By now most people are aware that there’s a crisis in world pork markets. China has lost over 40% of its pig herd to African swine fever, often referred to as “pig ebola.” That has driven up pork prices in China to astronomical levels and denied many Chinese the source of one of their most favorite proteins.
The situation has deteriorated so much that criminal gangs are starting to resort to flying drones filled with infected materials into pig farms, hoping to infect the pigs. They then buy the pigs at rock bottom prices, slaughter them, and sell them elsewhere in China as non-infected pork, hoping to reap huge profits.
The problem isn’t isolated just to China either, with Indonesia now facing its own crisis with pig ebola. It’s probably only a matter of time before the disease reaches the US, particularly as dishonest Chinese pig exporters have been caught trying to import meat from infected pigs into the US. When that happens, expect pork prices to skyrocket.
The US remains a source of clean pork for China, which is one reason the trade relationship between the US and China hasn’t completely fallen apart. But if Chinese pork imports from the US continue to increase, then US domestic pork prices will increase too. Already many Americans are seeing pork prices rising, or at least not falling. Sales that used to be prevalent on a cheap source of meat no longer come with the frequency they used to.

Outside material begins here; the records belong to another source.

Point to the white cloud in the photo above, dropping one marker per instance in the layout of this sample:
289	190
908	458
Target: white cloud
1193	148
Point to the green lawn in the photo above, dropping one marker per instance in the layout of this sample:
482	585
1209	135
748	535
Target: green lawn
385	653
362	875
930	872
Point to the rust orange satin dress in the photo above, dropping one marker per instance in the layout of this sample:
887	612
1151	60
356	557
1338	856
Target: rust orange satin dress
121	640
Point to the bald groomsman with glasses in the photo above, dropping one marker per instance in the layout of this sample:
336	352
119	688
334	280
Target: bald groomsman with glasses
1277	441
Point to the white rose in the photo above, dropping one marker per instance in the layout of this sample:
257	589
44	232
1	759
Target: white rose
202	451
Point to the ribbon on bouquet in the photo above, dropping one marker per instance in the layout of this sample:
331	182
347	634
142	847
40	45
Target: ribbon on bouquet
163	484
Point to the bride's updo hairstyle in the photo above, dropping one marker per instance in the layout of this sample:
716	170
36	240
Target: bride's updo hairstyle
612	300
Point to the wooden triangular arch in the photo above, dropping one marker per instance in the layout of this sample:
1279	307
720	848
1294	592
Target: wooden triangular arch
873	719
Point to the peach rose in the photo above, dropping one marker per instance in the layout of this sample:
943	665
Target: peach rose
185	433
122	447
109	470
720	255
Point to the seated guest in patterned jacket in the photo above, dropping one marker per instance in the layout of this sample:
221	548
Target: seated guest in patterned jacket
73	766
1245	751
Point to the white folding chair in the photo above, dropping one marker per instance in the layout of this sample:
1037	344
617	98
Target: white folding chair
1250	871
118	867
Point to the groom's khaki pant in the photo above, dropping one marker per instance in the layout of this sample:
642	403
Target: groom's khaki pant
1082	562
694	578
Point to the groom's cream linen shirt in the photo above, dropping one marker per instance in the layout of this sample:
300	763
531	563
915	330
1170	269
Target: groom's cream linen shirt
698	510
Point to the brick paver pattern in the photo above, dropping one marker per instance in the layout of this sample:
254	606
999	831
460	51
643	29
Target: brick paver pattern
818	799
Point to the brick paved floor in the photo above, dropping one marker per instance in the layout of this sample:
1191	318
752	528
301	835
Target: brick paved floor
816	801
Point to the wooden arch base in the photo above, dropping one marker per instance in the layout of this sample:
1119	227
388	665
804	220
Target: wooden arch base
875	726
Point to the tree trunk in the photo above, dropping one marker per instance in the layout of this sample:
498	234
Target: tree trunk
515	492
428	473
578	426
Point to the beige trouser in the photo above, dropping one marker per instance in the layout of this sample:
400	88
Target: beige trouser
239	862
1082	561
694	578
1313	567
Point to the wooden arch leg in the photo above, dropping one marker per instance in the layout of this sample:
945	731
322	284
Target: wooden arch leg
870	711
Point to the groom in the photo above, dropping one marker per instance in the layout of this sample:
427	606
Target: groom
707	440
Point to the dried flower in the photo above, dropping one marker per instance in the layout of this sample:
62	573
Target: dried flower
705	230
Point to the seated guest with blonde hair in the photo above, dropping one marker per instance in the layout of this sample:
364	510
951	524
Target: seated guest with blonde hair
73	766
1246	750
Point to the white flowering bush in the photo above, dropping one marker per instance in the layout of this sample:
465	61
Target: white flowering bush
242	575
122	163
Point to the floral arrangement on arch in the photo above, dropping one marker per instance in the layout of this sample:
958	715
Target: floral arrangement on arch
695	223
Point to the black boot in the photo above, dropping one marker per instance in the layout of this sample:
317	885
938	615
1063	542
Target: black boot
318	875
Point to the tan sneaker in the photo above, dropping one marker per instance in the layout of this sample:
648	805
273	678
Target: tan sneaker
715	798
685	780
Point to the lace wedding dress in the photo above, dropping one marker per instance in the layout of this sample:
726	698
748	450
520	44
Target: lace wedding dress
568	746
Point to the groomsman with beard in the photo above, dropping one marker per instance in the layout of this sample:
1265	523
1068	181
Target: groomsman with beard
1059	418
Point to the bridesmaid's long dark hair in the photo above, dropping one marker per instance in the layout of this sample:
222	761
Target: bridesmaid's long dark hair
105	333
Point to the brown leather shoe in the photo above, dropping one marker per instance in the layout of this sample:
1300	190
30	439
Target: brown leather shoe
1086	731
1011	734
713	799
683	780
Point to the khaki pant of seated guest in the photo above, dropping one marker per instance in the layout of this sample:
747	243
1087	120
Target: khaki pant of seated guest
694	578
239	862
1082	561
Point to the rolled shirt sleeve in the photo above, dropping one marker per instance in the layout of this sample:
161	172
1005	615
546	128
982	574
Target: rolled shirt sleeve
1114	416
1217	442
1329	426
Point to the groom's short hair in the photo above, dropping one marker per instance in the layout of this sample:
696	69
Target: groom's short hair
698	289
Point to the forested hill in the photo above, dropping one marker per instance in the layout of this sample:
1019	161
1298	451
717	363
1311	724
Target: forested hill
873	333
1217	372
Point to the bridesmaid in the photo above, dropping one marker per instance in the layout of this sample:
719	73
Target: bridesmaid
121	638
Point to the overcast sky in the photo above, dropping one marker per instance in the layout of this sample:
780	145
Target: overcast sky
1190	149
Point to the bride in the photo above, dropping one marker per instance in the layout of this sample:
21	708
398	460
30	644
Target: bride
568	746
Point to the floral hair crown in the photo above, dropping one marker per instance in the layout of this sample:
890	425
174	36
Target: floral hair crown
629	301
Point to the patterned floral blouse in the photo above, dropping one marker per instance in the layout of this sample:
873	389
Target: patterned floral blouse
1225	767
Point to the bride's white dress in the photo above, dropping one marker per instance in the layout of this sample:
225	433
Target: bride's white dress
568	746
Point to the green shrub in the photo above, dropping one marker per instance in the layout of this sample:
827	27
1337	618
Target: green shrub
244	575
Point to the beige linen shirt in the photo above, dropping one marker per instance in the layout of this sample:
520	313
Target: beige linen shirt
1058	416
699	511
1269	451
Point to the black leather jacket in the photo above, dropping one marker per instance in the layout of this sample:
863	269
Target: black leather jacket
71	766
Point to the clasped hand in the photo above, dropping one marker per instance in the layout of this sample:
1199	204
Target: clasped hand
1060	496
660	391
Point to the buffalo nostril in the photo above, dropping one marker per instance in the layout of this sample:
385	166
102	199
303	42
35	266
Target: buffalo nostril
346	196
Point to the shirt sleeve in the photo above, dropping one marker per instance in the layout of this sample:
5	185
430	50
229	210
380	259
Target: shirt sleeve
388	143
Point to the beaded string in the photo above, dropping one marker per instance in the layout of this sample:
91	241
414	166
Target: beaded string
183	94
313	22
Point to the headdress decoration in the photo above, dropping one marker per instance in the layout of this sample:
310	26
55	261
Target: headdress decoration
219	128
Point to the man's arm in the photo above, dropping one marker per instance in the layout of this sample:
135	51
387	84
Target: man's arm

That’s just another thing that has gotten more expensive, along with most other food items. With weak grain and potato harvests this year, more recalls on lettuce, and poor fruit production, American households are going to have to dig deep in order to afford to eat. Couple that with expansionary monetary policy that is trying to drive asset prices higher and higher, and the future of food prices doesn’t look too rosy.